Dubrueil demonstra, em seu livro, como elas são definidas de antemão por um punhado de atributos, experiências, sentimentos, pensamentos supostamente comuns a um grupo dado, como determinado por seus autoproclamados porta-vozes, explicando de antemão o que nós somos, fazemos, pensamos, dizemos. Dubrueil aponta que essa política de identidades se tornou uma fraseologia (e não uma teoria política), representando a ordem social ao gosto do dia, retórica onipresente nos centros neurotizados da economia americana e mundial (universidades, mídia, setor tecnológico). Grupos identitários sem propostas coletivas de emancipação.
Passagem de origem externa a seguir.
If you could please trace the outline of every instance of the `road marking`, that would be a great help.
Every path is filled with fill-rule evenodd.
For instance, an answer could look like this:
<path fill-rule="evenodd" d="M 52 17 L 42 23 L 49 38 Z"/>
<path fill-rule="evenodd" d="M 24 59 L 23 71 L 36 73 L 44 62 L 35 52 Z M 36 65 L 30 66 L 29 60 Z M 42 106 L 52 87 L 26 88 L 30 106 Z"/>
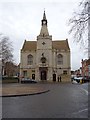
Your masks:
<path fill-rule="evenodd" d="M 87 90 L 85 90 L 85 89 L 83 89 L 83 88 L 82 88 L 82 90 L 86 93 L 86 95 L 88 95 L 88 91 L 87 91 Z"/>

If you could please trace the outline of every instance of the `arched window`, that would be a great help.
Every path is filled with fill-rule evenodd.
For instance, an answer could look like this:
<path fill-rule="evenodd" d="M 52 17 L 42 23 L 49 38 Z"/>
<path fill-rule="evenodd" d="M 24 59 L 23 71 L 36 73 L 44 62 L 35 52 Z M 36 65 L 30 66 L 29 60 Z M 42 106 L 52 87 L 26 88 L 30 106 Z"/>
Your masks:
<path fill-rule="evenodd" d="M 63 55 L 59 54 L 57 56 L 57 64 L 59 65 L 63 64 Z"/>
<path fill-rule="evenodd" d="M 46 58 L 45 57 L 41 57 L 41 62 L 42 63 L 46 63 Z"/>
<path fill-rule="evenodd" d="M 30 54 L 27 56 L 27 64 L 32 65 L 33 64 L 33 56 Z"/>

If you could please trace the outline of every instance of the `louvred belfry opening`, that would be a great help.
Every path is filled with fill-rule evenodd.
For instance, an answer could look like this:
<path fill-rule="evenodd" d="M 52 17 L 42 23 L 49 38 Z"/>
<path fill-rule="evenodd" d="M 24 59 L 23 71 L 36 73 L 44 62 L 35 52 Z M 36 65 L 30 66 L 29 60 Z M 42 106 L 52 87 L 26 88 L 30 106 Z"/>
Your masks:
<path fill-rule="evenodd" d="M 41 31 L 40 36 L 49 36 L 48 28 L 47 28 L 47 19 L 46 19 L 46 13 L 44 11 L 43 13 L 43 19 L 41 20 Z"/>

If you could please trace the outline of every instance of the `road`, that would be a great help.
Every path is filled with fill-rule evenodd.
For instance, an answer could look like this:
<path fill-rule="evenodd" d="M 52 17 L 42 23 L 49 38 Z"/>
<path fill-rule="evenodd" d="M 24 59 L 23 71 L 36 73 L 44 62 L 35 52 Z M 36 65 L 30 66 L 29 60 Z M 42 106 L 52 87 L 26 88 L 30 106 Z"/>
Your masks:
<path fill-rule="evenodd" d="M 39 84 L 49 92 L 2 99 L 3 118 L 88 118 L 88 84 Z"/>

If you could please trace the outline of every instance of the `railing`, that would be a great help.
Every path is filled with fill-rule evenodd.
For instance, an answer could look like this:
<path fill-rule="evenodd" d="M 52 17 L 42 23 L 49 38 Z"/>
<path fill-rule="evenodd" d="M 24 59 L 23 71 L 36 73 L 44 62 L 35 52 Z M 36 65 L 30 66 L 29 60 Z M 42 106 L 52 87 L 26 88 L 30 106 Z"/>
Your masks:
<path fill-rule="evenodd" d="M 48 67 L 48 64 L 46 64 L 46 63 L 39 63 L 39 67 Z"/>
E transformação. (Sibila)
Jean-Noël Laurenti : Em seu livro A ditadura das identidades (coleção le Débat, Gallimard, 2019), você analisou e denunciou o fenômeno da política de identidades, cada vez mais influente nos EUA, e que começa a ganhar espaço na França, como demonstrado recentemente pelo caso de As Suplicantes de Ésquilo(1), quando uma representação foi proibida sob a acusação de utilizar o “blackface”. Você pode explicar em que consiste esse fenômeno?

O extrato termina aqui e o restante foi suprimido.